Bouzereau said he previously organised a screening in Los Angeles for industry professionals and the feedback was quite revolutionary.
"People I did not even know came to me and said: 'We walked in hating him and we walked out loving him, at least came out understanding, so thank you for enlightening us'," he said.
"I do feel that it's an opinion changing movie - that's the way I've experienced it from people who had a strong opinion against him coming out of it."
Bouzereau said he considered himself good friends with the director, who he had known for around 14 years, but the decision to use Polanski's friend Andrew Braunsberg as the interviewer in the documentary was so that he was not attacked.

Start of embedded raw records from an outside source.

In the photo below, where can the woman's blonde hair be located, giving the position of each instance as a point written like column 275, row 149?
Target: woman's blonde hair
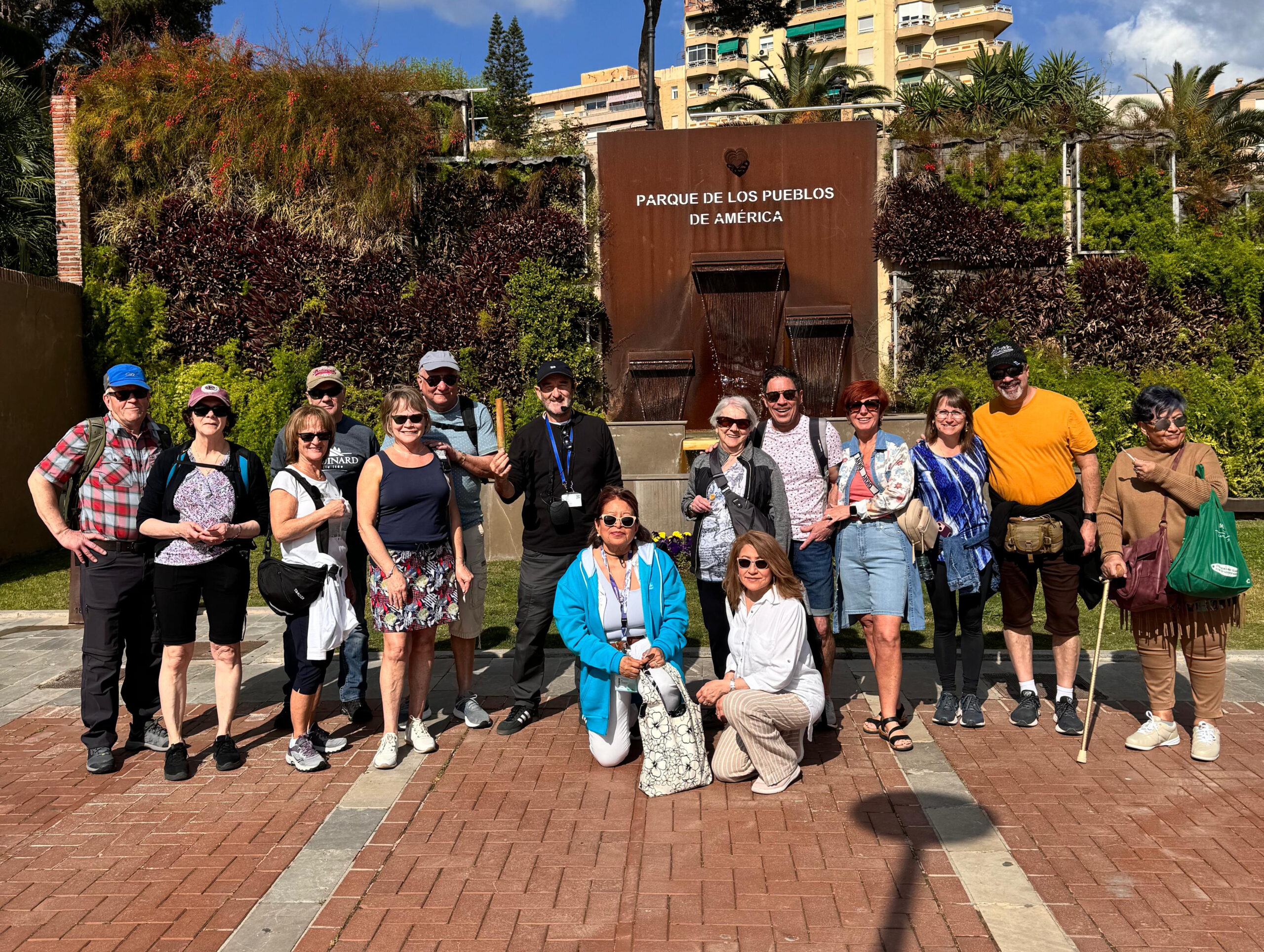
column 299, row 423
column 779, row 563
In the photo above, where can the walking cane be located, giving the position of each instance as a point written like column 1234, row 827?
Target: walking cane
column 1082, row 757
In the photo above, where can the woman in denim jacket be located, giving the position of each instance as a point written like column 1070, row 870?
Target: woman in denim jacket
column 879, row 581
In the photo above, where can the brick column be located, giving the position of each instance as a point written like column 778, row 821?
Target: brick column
column 70, row 234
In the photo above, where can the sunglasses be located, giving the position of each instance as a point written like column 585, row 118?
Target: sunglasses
column 1000, row 373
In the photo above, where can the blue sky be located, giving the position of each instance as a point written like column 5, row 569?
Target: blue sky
column 569, row 37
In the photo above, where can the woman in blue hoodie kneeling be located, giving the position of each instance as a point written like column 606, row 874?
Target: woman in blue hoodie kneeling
column 621, row 608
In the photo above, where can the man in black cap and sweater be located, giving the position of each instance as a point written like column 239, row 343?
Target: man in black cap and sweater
column 560, row 462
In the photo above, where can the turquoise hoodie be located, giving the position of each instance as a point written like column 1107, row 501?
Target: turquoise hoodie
column 579, row 620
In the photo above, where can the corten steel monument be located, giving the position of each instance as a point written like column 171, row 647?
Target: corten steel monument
column 727, row 249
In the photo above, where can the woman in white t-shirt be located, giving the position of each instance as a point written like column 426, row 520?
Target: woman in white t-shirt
column 296, row 521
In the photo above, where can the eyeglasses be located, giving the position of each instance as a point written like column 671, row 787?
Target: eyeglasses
column 1000, row 373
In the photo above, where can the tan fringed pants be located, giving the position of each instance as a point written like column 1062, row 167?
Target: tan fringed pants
column 761, row 736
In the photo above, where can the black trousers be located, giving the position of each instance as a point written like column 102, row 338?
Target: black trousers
column 118, row 599
column 949, row 608
column 539, row 576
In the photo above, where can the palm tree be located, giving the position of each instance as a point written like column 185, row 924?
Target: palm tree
column 811, row 81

LA-based Bouzereau added: "The goal with it was not to learn something new but to hear it from the man himself."
Asked what he would like Polanski's legacy to be, Bouzereau said his greatest personal legacy was probably his wife, French actress Emmanuelle Seigner, and their two children.

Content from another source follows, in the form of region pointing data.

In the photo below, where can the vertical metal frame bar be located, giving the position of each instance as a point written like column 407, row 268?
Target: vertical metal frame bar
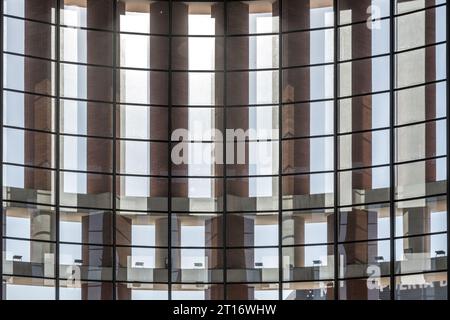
column 169, row 167
column 1, row 150
column 392, row 39
column 336, row 149
column 115, row 48
column 448, row 135
column 280, row 151
column 57, row 143
column 224, row 150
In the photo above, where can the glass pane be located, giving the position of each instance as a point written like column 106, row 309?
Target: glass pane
column 140, row 51
column 88, row 14
column 320, row 122
column 197, row 194
column 308, row 191
column 29, row 258
column 308, row 47
column 186, row 291
column 420, row 66
column 197, row 230
column 246, row 17
column 85, row 226
column 364, row 186
column 364, row 112
column 92, row 118
column 364, row 149
column 85, row 190
column 144, row 291
column 421, row 253
column 86, row 82
column 364, row 222
column 260, row 122
column 252, row 194
column 141, row 157
column 420, row 28
column 427, row 286
column 364, row 76
column 197, row 265
column 197, row 53
column 140, row 122
column 85, row 262
column 362, row 10
column 86, row 154
column 420, row 103
column 144, row 16
column 308, row 290
column 252, row 87
column 308, row 227
column 28, row 74
column 421, row 216
column 142, row 193
column 307, row 14
column 364, row 39
column 252, row 229
column 252, row 265
column 374, row 288
column 361, row 259
column 28, row 184
column 142, row 264
column 198, row 18
column 422, row 178
column 18, row 106
column 28, row 37
column 143, row 87
column 308, row 83
column 74, row 289
column 28, row 148
column 143, row 229
column 252, row 158
column 257, row 52
column 86, row 46
column 29, row 221
column 308, row 155
column 31, row 9
column 21, row 288
column 404, row 7
column 425, row 140
column 308, row 263
column 250, row 291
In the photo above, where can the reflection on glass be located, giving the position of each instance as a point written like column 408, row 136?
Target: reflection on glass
column 308, row 227
column 421, row 216
column 319, row 290
column 29, row 221
column 421, row 253
column 302, row 263
column 21, row 288
column 427, row 286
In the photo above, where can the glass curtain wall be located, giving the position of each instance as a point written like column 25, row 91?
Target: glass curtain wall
column 332, row 185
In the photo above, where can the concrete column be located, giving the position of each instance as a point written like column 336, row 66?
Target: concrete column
column 296, row 87
column 37, row 145
column 99, row 86
column 358, row 224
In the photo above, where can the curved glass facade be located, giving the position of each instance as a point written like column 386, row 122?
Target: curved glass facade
column 340, row 107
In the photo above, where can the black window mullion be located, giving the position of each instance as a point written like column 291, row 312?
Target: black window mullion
column 392, row 39
column 280, row 152
column 57, row 145
column 224, row 149
column 1, row 151
column 115, row 48
column 336, row 150
column 169, row 168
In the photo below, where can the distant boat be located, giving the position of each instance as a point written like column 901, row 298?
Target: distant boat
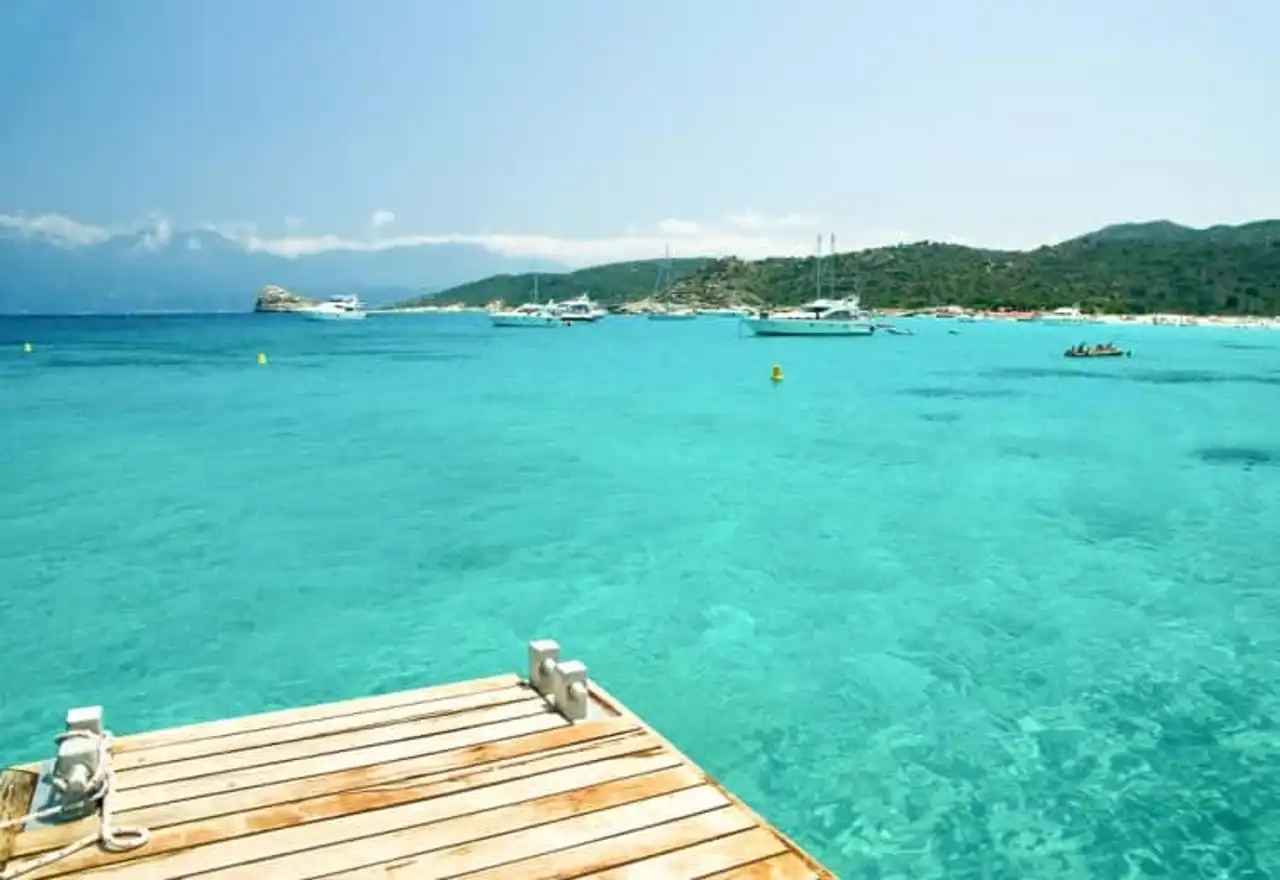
column 818, row 317
column 529, row 315
column 1068, row 315
column 338, row 308
column 727, row 311
column 666, row 311
column 580, row 308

Professionally, his work as one of the "pure cinema directors" who others looked to for inspiration would outlive him, Bouzereau said.
"It's one thing to be successful and get an Oscar and get Pamle d'Or or whatever, it is something else 20 years later that people are still talking about you, they're still anxious to see your next film, they still look back at those films and still think they're timeless. He's accomplished that on all levels.
"I think he's an incredible, incredible man and artist."